Ma sul punto, il ministro dello Sviluppo economico, Carlo Calenda, nel dialogo con Malmström, ha espresso la totale bocciatura dell’Italia. «La proposta della Commissione sull’antidumping, così come è, – ha sottolineato Calenda – è inaccettabile, debole e complessa. I presupposti giuridici sono contestabili e i cinesi possono facilmente portarci davanti al Wto. Faremo battaglia in Consiglio Ue e in Parlamento Ue – ha concluso Calenda – perchè non passi così come siamo nettamente contrari al riconoscimento de facto dello status di economia di mercato alla Cina quando soddisfa forse solo 1 dei 5 criteri che la stessa Ue si era data».
“«La proposta della Commissione sull’antidumping Calenda è inaccettabile, debole e complessa.
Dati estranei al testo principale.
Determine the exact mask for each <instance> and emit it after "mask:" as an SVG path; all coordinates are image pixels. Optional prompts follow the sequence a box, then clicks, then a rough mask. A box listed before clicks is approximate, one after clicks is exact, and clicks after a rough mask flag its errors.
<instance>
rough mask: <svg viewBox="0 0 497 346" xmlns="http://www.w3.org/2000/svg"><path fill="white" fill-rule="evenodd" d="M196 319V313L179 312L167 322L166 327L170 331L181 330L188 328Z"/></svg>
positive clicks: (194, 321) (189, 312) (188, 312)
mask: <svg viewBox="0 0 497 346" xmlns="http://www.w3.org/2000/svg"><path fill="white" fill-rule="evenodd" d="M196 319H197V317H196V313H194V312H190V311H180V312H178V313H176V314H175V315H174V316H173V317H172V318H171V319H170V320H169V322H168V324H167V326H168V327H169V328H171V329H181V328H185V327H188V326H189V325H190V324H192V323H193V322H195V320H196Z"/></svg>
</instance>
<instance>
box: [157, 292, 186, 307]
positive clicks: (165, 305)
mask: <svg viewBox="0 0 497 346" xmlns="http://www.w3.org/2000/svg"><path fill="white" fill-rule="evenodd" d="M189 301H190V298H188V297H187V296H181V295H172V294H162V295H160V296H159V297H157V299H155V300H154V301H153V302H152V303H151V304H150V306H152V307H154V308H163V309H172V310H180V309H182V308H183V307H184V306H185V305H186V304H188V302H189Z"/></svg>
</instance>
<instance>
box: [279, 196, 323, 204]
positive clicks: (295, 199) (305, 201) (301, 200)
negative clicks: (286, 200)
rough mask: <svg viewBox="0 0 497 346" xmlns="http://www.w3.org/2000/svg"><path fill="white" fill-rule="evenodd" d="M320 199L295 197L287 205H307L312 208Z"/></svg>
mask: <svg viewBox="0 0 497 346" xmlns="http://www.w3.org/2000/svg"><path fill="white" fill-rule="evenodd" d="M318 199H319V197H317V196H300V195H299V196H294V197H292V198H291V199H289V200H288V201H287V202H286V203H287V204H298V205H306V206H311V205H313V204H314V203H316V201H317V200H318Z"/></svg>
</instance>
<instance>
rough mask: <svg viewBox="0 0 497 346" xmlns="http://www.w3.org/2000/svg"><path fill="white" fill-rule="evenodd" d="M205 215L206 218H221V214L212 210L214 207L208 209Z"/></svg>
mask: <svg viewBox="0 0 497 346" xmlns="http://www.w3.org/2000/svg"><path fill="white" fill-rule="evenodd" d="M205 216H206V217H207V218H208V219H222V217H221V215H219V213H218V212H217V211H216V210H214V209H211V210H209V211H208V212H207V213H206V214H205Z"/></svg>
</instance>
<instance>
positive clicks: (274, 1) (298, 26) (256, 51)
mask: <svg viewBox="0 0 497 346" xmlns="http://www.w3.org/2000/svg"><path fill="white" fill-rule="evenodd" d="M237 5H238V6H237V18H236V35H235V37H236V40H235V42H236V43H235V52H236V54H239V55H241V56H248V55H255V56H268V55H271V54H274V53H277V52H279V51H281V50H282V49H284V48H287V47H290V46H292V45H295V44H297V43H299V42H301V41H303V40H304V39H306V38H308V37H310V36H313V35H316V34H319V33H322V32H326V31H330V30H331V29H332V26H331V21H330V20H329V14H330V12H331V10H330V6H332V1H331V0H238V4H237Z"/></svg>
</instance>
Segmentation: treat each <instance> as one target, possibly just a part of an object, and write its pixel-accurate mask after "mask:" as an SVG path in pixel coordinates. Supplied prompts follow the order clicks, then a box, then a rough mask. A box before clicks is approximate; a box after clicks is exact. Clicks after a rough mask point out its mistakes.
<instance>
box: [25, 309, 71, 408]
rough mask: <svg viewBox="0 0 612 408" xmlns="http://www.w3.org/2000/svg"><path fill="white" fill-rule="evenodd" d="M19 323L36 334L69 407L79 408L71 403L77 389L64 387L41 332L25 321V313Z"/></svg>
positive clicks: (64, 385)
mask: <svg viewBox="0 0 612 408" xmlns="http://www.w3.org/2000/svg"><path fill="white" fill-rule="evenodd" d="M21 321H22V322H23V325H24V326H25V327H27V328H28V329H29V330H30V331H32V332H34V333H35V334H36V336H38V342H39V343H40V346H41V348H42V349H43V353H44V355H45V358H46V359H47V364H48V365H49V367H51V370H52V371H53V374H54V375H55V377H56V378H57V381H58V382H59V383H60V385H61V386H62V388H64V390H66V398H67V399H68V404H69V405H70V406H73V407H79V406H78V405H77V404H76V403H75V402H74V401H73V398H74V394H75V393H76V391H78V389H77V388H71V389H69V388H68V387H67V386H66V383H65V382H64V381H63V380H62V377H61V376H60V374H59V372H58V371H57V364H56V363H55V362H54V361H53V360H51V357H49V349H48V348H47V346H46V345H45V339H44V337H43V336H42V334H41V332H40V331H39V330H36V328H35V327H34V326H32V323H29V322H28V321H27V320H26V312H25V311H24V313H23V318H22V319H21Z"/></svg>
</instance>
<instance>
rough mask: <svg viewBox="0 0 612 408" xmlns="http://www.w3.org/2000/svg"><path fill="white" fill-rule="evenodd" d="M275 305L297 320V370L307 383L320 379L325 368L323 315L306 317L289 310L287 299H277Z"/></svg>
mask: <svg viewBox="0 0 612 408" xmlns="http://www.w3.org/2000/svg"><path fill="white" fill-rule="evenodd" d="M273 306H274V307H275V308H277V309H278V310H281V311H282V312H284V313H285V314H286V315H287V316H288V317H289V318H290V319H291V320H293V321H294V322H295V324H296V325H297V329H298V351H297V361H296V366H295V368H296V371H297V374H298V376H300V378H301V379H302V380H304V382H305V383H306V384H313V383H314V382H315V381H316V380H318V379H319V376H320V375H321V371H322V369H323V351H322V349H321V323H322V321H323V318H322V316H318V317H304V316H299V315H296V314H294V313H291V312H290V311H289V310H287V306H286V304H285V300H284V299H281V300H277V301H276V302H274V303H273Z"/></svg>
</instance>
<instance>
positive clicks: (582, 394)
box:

I presupposti giuridici sono contestabili ”
Carlo Calenda, ministro allo Sviluppo Economico
Tutto il comparto manifatturiero europeo (non solo italiano) è a dir poco scettico. Perché, per evitare di rifiutare lo status di “economia di mercato” alla Cina, rispettando però gli “obblighi legali” presi in sede di Wto nel 2001, l’Esecutivo Ue ha aggirato il problema. Ha proposto di eliminare del tutto la “black list” dei Paesi che non sono economie di mercato e ha promesso di rafforzare – per tutti e senza discriminazioni – i dazi anti-dumping, che avranno regole diverse per settore e che terranno conto anche dei prezzi internazionali e delle eventuali sovvenzioni indebite dietro a certi “prezzi stracciati”. Per i produttori, tutto ciò, nella pratica, diventerà più costoso, lungo e farraginoso. I sussidi, ad esempio, sono molto difficili da dimostrare. Oltre al fatto che “l’onere della prova” passa dai produttori cinesi in capo a quelli europei.
Ma non si è parlato solo di “politiche difensive” ieri. La grande incognita è come si muoverà ora il principale partner commerciale della Ue, cioè gli Stati Uniti. «Sui rapporti commerciali bisogna vedere cosa farà Trump – ha detto Malmström –. Ha detto diverse cose non positive sul commercio internazionale, ma sul Ttip (il trattato Usa-Ue in corso di diofficilissima negoziazione, ndr) non si è mai pronunciato».
Tuttavia, se ora il Ttip può dirsi «congelato», secondo Malmström resta fattibile sul medio periodo: «Penso sia una buona idea facilitare il commercio tra due delle più grandi economie mondiali. Richiederà il suo tempo. Non sappiamo ancora quanto».
«Gli scenari su Trump non si sanno – ha aggiunto Calenda – . Nel suo team ci sono personalità favorevoli al commercio internazionale». Il ministro ha poi definito «senza senso» l’ipotesi di rifiutare i negoziati con gli Stati Uniti, un partner che vale, solo per l’Italia, quasi 40 miliardi di export. Il Ttip – ha precisato Calenda – va negoziato e concluso quando ci sono le condizioni, ma non sedersi neppure a trattare è assurdo. Gli Usa, da soli, valgono 3 volte tanto quanto valeva il rapporto con la Russia prima delle sanzioni».
Infine, al netto delle schermaglie sul “prosecco”, Calenda ha rimarcato «la necessità che il Regno Unito avvii le procedure per uscire dalla Ue, anche per non continuare a tenere i parnter Ue in un impasse e in un quadro di inc ertezza». Mentre il commissario Malmström ha glissato diplomaticamente: «Restiamo in attesa che Londra faccia il primo passo».